Let the transconductances of the transistors M2 and M3 be gm1, the transconductances of the transistors M4 to M7 be gm2, the transconductances of the transistors M8 to M11 be gm3, and the output resistance of the first stage of the multiplexing amplifier be Rout 1. Therefore, the output voltages of the four output branches of the first stage are respectively:

Vo1＝-1/2*Vin1*gm1*Rout1-Vin2(gm2+gm3)Rout1；

Vo2＝-1/2*Vin1*gm1*Rout1+Vin2(gm2+gm3)Rout1；

Vo3＝+1/2Vin1*gm1*Rout1+Vin2(gm2+gm3)Rout1；

Vo4＝+1/2Vin1*gm1*Rout1-Vin2(gm2+gm3)Rout1。

FIG. 2 shows the output stages of the two amplifiers, Vout1+, Vout 1-are the outputs of amplifier 1, Vout2+, Vout 2-are the outputs of amplifier 2. The respective output voltages are formed by recombination of the outputs of the first stage of the amplifier. Let gm4 be the transconductance of transistors M15-M18, M22-M25, and Rout2 be the output resistance of the second stage of the amplifier, so the output voltages of the branches of the second stage are:

Vout1+＝-(Vo1+Vo2)*gm4*Rout2＝+Vin1*gm1*Rout1*gm4*Rout2；

Vout1-＝-(Vo3+Vo4)*gm4*Rout2＝-Vin1*gm1*Rout1*gm4*Rout2；

Vout2+＝-(Vo1+Vo4)*gm4*Rout2＝+2*Vin2(gm2+gm3)Rout1*gm4*Rout2；

Vout2-＝-(Vo2+Vo3)*gm4*Rout2＝-2*Vin2(gm2+gm3)Rout1*gm4*Rout2。
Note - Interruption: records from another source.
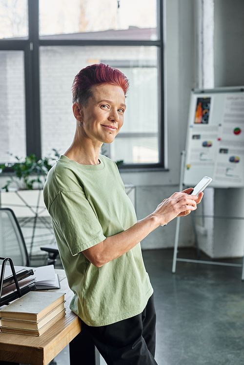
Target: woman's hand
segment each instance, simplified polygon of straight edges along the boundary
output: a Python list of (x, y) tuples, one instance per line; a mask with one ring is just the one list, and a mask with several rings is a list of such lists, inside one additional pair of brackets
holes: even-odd
[(158, 206), (153, 214), (159, 219), (160, 225), (167, 223), (176, 217), (187, 215), (197, 209), (197, 204), (201, 202), (203, 193), (200, 193), (198, 196), (189, 195), (192, 191), (192, 188), (189, 188), (175, 192)]

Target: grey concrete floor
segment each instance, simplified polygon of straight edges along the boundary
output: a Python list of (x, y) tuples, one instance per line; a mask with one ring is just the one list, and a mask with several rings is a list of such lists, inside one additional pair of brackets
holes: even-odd
[[(241, 268), (178, 262), (173, 274), (172, 249), (145, 250), (143, 256), (154, 288), (158, 365), (243, 365)], [(178, 257), (196, 258), (195, 250), (180, 250)], [(55, 361), (68, 365), (68, 347)]]

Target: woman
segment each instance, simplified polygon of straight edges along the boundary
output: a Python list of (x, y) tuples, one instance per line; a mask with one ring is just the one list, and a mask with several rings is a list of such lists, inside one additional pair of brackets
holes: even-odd
[(71, 309), (108, 364), (148, 365), (156, 364), (155, 314), (140, 242), (195, 210), (203, 193), (175, 192), (137, 222), (116, 164), (99, 155), (123, 124), (128, 88), (123, 74), (102, 63), (76, 76), (75, 137), (49, 172), (44, 196), (74, 293)]

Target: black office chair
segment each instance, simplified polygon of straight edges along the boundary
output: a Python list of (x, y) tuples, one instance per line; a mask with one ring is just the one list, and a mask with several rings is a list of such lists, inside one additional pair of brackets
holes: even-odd
[(42, 251), (45, 251), (48, 253), (47, 265), (53, 265), (54, 267), (55, 267), (57, 257), (59, 253), (58, 246), (57, 245), (47, 245), (46, 246), (41, 246), (40, 247), (40, 249)]
[(15, 213), (9, 208), (0, 208), (0, 256), (10, 257), (15, 266), (29, 266), (20, 227)]

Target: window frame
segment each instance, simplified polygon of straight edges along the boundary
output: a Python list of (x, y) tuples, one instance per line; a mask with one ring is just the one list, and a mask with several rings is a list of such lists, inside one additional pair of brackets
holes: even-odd
[(28, 37), (0, 39), (0, 50), (23, 50), (24, 54), (26, 154), (41, 156), (39, 48), (45, 46), (154, 46), (158, 49), (159, 159), (157, 163), (123, 164), (120, 170), (165, 169), (163, 0), (157, 0), (158, 39), (156, 40), (55, 39), (39, 38), (39, 0), (28, 0)]

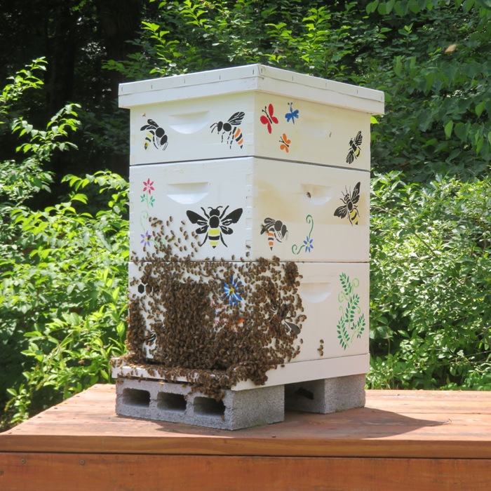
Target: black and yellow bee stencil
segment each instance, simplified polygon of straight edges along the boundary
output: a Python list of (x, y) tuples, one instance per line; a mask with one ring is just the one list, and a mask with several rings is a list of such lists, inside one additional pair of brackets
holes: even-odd
[(221, 241), (222, 243), (225, 247), (227, 247), (225, 241), (223, 240), (223, 236), (230, 235), (234, 233), (234, 230), (229, 226), (238, 222), (242, 216), (242, 208), (234, 210), (234, 211), (225, 215), (227, 210), (229, 209), (228, 206), (225, 207), (221, 213), (220, 208), (222, 208), (223, 206), (217, 206), (216, 208), (208, 206), (209, 213), (202, 206), (201, 208), (203, 210), (204, 217), (191, 210), (188, 210), (186, 212), (186, 215), (187, 215), (187, 217), (191, 221), (191, 223), (200, 225), (196, 229), (196, 233), (199, 235), (205, 235), (205, 238), (200, 246), (203, 246), (206, 241), (208, 241), (210, 245), (215, 248)]

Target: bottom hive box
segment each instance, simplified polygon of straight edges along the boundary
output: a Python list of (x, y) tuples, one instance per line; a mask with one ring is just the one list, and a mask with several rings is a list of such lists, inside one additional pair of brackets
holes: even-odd
[(365, 374), (368, 263), (132, 262), (115, 377), (205, 393)]

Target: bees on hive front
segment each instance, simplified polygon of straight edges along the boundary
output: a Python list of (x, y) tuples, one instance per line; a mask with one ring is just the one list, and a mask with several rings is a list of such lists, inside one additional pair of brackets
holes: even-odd
[[(171, 217), (165, 224), (151, 220), (155, 252), (140, 259), (133, 255), (138, 277), (130, 281), (135, 292), (130, 297), (127, 339), (131, 362), (152, 367), (165, 379), (184, 377), (193, 391), (215, 398), (241, 380), (264, 384), (269, 370), (294, 358), (305, 319), (295, 263), (282, 264), (276, 257), (248, 262), (191, 260), (198, 235), (207, 234), (205, 241), (210, 241), (209, 229), (220, 227), (211, 219), (223, 224), (231, 215), (227, 211), (205, 213), (200, 220), (208, 220), (201, 226), (206, 230), (187, 237)], [(184, 257), (172, 252), (177, 234), (189, 250)], [(141, 283), (144, 292), (137, 294)]]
vout1+ and Vout 1-are taken as the output of amplifier 1, Vout2+ and Vout 2-are taken as the output of amplifier 2. The output gain of the amplifier 1 is: av1 gm1 Rout1 gm4 Rout 2. The output gain of the amplifier 2 is: av2 is 2 (gm2+ gm3) Rout1 gm4 Rout 2.

VB1 and VB2 are bias voltages of the amplifiers and are used for setting the working states of the amplifiers; CMFB1, CMFB2, CMFB3 are common mode feedback voltages of the amplifier for stabilizing the output common mode point.
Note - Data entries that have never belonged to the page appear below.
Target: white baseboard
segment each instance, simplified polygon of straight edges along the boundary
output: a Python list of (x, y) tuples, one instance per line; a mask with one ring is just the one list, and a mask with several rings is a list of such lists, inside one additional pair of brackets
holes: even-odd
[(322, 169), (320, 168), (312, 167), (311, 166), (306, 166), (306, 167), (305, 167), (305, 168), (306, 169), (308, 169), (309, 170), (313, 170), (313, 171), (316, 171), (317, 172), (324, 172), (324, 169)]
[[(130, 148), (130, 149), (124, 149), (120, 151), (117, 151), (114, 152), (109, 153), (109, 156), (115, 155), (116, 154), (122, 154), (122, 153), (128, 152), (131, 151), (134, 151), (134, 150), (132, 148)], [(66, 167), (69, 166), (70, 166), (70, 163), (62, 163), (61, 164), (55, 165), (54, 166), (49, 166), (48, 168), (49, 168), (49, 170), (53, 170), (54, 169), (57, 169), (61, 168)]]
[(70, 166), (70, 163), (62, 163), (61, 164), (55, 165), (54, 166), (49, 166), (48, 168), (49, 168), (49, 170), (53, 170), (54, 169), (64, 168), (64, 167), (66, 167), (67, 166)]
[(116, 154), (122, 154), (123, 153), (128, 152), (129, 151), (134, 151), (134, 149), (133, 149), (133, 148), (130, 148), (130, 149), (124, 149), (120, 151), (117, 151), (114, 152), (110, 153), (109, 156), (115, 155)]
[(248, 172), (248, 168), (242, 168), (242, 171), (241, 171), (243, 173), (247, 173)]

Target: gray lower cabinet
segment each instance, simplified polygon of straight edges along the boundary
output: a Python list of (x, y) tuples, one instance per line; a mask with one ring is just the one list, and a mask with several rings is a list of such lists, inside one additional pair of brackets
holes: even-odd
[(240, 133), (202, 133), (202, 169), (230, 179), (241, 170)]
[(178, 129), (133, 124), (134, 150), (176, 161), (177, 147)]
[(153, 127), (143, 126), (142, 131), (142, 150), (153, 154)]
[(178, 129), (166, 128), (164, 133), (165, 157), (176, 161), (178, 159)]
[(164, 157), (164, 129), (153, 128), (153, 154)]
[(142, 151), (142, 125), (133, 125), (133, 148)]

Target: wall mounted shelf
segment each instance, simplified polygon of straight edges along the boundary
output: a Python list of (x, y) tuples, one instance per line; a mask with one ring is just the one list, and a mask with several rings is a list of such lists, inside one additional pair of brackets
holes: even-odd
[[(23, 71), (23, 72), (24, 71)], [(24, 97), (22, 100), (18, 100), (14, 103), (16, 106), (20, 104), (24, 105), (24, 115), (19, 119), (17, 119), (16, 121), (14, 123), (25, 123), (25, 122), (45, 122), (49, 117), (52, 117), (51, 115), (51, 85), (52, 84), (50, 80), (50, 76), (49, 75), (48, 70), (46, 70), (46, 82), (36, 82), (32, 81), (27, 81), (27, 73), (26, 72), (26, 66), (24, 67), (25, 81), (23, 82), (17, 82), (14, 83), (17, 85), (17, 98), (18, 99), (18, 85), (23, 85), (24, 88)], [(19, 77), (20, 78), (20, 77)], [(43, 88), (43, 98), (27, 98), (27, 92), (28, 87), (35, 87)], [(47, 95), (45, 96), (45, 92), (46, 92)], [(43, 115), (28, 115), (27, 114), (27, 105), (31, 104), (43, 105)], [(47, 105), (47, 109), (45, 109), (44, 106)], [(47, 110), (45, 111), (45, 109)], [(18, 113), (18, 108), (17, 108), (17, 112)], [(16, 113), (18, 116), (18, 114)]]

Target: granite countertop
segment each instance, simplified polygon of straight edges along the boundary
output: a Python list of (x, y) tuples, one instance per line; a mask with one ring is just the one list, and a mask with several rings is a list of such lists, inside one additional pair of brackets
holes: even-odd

The amplifier 1 and the amplifier 2 are both two-stage amplifiers, so-called two-stage amplifiers, that is, the amplifier is formed by cascading a first-stage amplification and a second-stage amplification. The transistors M1 to M12 are the first stage common to the amplifier 1 and the amplifier 2, and can be understood as: m1 to M12 (first stage of amplifier) + M13 to M19 (second stage of amplifier 1) being amplifier 1; m1 to M12 (first stage of amplifier) + M20 to M26 (second stage of amplifier 2) become amplifier 2.

The circuit multiplexes the first stages of the two amplifiers, and the second stage of the amplifier is not multiplexed. The two traditional two-stage amplifiers need two first stages and two second stages, and the two first stages are made into one in the design so as to achieve the effect of low power consumption.
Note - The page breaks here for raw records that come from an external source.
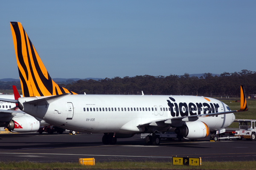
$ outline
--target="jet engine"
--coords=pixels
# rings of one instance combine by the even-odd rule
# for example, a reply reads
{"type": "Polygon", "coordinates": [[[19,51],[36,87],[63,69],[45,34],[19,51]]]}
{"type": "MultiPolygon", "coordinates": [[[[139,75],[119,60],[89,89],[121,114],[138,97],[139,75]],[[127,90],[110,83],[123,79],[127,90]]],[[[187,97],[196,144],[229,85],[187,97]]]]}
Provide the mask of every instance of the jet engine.
{"type": "Polygon", "coordinates": [[[6,128],[12,132],[32,132],[38,131],[40,126],[39,121],[34,117],[26,116],[14,117],[6,128]]]}
{"type": "Polygon", "coordinates": [[[209,128],[205,123],[199,121],[188,122],[175,130],[180,138],[188,139],[203,139],[209,134],[209,128]]]}

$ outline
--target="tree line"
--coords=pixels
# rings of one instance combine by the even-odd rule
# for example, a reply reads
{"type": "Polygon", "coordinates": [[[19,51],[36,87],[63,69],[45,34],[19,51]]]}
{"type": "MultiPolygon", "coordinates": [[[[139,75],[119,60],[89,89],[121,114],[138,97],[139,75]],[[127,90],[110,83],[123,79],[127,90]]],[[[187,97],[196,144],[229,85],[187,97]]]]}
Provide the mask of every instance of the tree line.
{"type": "MultiPolygon", "coordinates": [[[[72,80],[68,80],[69,82],[72,80]]],[[[58,82],[57,82],[58,83],[58,82]]],[[[12,89],[12,85],[21,89],[20,82],[0,81],[0,89],[12,89]]],[[[256,94],[256,72],[242,70],[220,76],[205,73],[200,77],[171,74],[168,76],[148,75],[134,77],[106,78],[99,80],[84,79],[68,84],[59,84],[78,94],[142,94],[203,96],[212,97],[238,97],[240,85],[244,86],[247,96],[256,94]]]]}
{"type": "Polygon", "coordinates": [[[224,72],[220,76],[205,73],[200,77],[189,76],[187,73],[178,76],[106,78],[98,81],[80,80],[68,85],[61,85],[79,94],[141,94],[203,96],[209,97],[239,97],[240,85],[246,95],[256,93],[256,72],[224,72]]]}

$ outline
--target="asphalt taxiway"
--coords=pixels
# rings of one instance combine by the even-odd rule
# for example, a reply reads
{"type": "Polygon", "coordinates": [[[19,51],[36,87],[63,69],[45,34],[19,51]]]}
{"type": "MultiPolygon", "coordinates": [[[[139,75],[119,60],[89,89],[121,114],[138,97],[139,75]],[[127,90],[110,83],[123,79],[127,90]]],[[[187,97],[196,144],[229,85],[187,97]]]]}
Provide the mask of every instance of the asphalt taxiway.
{"type": "Polygon", "coordinates": [[[256,141],[209,139],[191,142],[161,140],[159,146],[146,146],[140,135],[118,139],[114,145],[103,144],[103,134],[38,133],[0,135],[1,161],[76,162],[79,158],[96,161],[171,161],[173,156],[199,157],[202,161],[245,161],[256,159],[256,141]]]}

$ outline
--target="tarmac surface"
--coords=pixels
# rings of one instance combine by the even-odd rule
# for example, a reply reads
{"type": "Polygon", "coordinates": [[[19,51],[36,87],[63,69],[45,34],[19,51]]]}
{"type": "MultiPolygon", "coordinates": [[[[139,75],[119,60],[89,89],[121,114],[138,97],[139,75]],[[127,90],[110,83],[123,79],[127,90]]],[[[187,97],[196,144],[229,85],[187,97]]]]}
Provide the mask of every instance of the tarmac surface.
{"type": "Polygon", "coordinates": [[[140,136],[118,139],[114,145],[104,145],[103,134],[54,133],[0,134],[0,160],[35,162],[77,162],[79,158],[94,158],[96,162],[172,161],[173,156],[199,157],[205,161],[256,160],[256,141],[209,142],[163,139],[159,146],[146,146],[140,136]]]}

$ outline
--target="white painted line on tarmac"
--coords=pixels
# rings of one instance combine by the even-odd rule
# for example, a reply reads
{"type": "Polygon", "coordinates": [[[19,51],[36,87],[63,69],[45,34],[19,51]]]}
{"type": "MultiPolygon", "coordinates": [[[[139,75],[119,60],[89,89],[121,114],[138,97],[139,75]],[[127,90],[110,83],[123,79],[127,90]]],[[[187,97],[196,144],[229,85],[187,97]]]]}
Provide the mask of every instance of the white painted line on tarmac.
{"type": "Polygon", "coordinates": [[[166,147],[165,146],[145,146],[145,145],[117,145],[118,146],[128,146],[128,147],[166,147]]]}
{"type": "Polygon", "coordinates": [[[28,157],[30,158],[34,158],[35,157],[46,157],[44,156],[37,156],[36,155],[20,155],[19,156],[20,156],[20,157],[28,157]]]}
{"type": "Polygon", "coordinates": [[[138,158],[172,158],[172,156],[131,156],[127,155],[87,155],[87,154],[61,154],[61,153],[0,153],[0,154],[22,154],[22,155],[71,155],[71,156],[116,156],[116,157],[133,157],[138,158]]]}

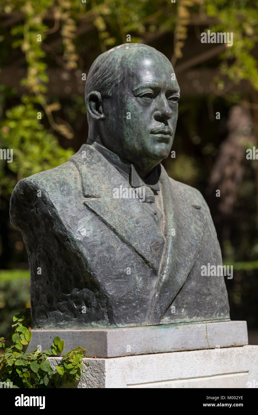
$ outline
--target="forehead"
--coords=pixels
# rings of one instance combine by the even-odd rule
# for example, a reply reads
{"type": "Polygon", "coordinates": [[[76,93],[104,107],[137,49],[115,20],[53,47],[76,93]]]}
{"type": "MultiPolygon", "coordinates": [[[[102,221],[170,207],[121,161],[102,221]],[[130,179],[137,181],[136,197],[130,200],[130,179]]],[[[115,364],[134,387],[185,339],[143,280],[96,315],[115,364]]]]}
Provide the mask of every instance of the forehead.
{"type": "Polygon", "coordinates": [[[144,47],[135,48],[132,52],[124,56],[123,63],[125,80],[129,88],[153,83],[164,90],[179,91],[177,81],[171,77],[173,66],[162,54],[144,47]]]}

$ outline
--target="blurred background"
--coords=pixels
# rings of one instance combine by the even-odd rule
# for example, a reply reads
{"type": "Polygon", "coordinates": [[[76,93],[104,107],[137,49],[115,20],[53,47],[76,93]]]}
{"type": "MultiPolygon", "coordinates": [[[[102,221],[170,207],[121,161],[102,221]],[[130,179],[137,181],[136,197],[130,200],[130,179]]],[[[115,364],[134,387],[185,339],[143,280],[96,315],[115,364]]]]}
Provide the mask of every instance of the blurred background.
{"type": "Polygon", "coordinates": [[[163,163],[206,199],[224,264],[234,266],[225,278],[231,318],[246,320],[258,344],[258,161],[246,158],[258,148],[258,1],[2,0],[0,21],[0,149],[13,151],[12,162],[0,159],[0,336],[29,307],[27,253],[9,220],[13,188],[86,142],[90,66],[130,42],[174,66],[176,157],[163,163]],[[232,33],[232,46],[202,43],[208,30],[232,33]]]}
In the embodiment, the current consumption of the amplifier is effectively reduced by multiplexing the first stage of the two amplifiers, the amplifier 1 is used as an amplifier for eliminating an electrode offset voltage loop, and the amplifier 2 is used as an amplifier for amplifying electrocardiosignals. A specific circuit application is shown in fig. 3.

The amplifier 1, the integrating resistors Rint1 and Rint2, and the integrating capacitors Cint1 and Cint2 form an integrator, the low-frequency components of the outputs Vout1 and Vout2 are integrated, the voltage output by the integrator is modulated to a high frequency by a chopper1, and is converted into a current by the capacitors Chp1 and Chp2 to be fed back to the input end of the amplifier 2, so that the low-frequency components mixed in the electrocardiosignal are cancelled. Therefore, a direct current offset elimination loop of the analog front-end circuit is formed, a high-pass pole is introduced into the system, and the offset of a direct current electrode is restrained.

The amplifier 2, choppers 2 and 3, and a feedback system composed of input capacitors Cin1 and Cin2, feedback capacitors Cfb1 and Cfb2 realize 100 times amplification of the acquired electrocardiosignals, wherein Cin1 is 100 × Cin2 is 100 × Cfb1 is 100 × Cfb 2.

The above description is only a preferred embodiment of the present invention, and the scope of the present invention is not limited to the above embodiment, but equivalent modifications or changes made by those skilled in the art according to the present disclosure should be included in the scope of the present invention as set forth in the appended claims.